Seventy years ago. That tragedy of January 26, 1953 over the skies of Sinnai made history and news, with the memory that then faded over time. An LAI plane, which had just taken off from Elmas, crashed in the hills of Sinnai: no one was saved: 19 victims.

That plane had lost a wing near the pine forest, then crashed shortly after. Today marks the 70th anniversary. It all happened between 11.47 and 11.49: the aircraft crashed into the Mediterranean scrub, also causing a huge fire. Of the 19 passengers, only shreds remained.

Recognition is also impossible. A few moments before the crash - say the chronicles of the Sardinian Union, written by Vittorino Fiori - the pilot Giacomo Solaini had contacted the control tower of Elmas. He had decided to return the plane immediately to the runway. A perhaps desperate communication. The aircraft ended up on the Mediterranean maquis a few moments later.

Cristoforo Murrocco of Rome, Angela Fossati of Modena, Aldo Costantini of Turin, Antonio Manunza lost their lives. And again Marco Baroni of Lodi, Renato Gianni, Alfonso Mauro of Rome (son of the then prefect of Cagliari), Ernesto Scola of Milan, Luigi Lotto of Lanusei, Maria Tesori of Frosinone, the sisters Cecilia and Annamaria Coen of Naples, Carlo Dragoni of Rome, Cristoforo Magnasco, Roman. Ermanno Silvano, the Turin referee who had directed the Serie B match between Cagliari and Fanfulla the day before, also died. The continental team had left on another flight.

The crew also died; the commander Giacomo Solaini, the second pilot Carlo Schimdt, the radio operator Emerico Rosselli and the hostess Lina Lustrati.

The removal of human remains went on for several days. They were moved to the cemetery. The few remains of the aircraft were also brought to the village with some carts pulled by oxen. It was the morning of January 26, 1953. The referee Silvano's whistle was also recovered.

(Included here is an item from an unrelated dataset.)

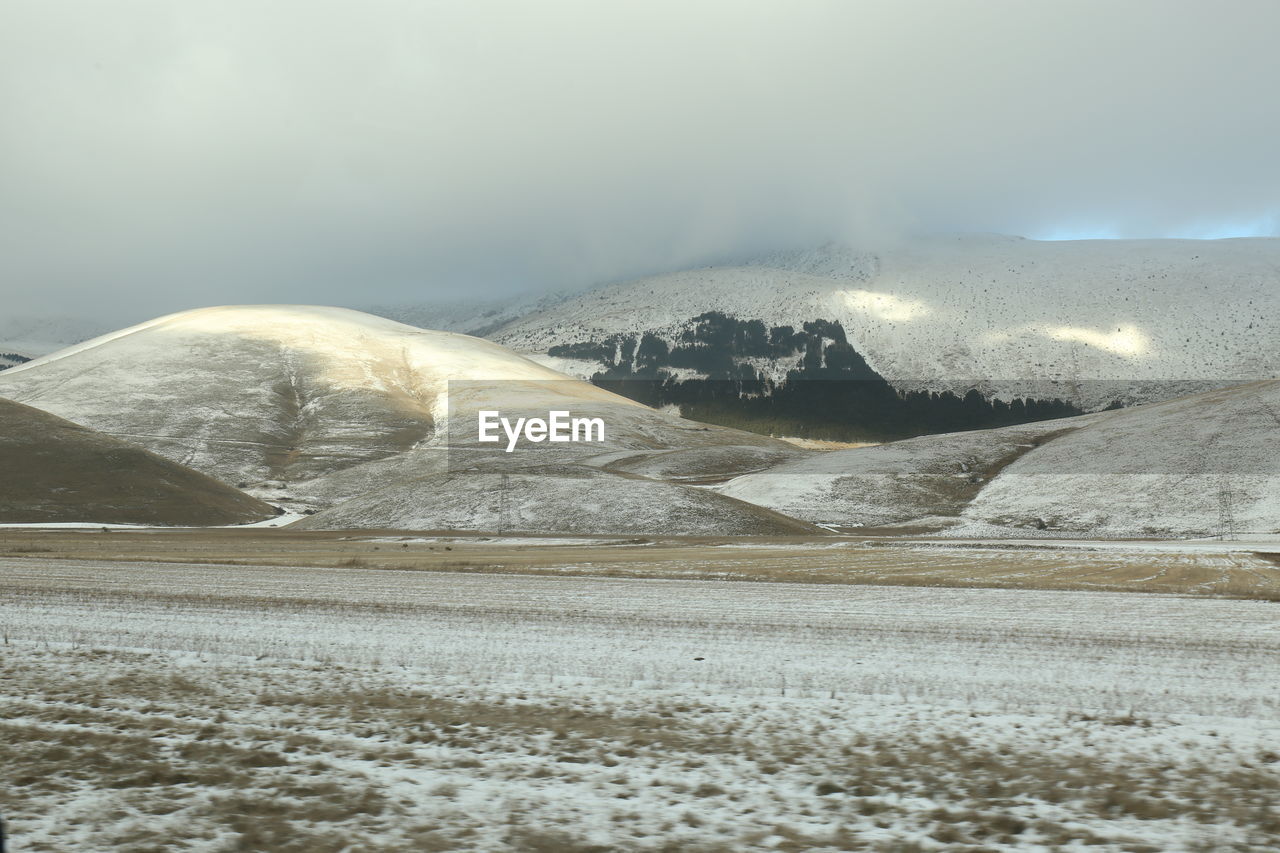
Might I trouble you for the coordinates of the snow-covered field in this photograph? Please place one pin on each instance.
(154, 706)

A cobbler who was also involved in football, Antonino Palmas, contacted the family in Turin and founded a youth team in his honor with some friends and boys, the Pro Silvano which for years has marked the football history of Sinnai. In the following years, a memorial stone was also erected with blessing and mass in the presence of the administrators of the time. There are still those who, occasionally, especially by bike, get there and stop. For the rest, only pale memories of a story that seems ever more distant.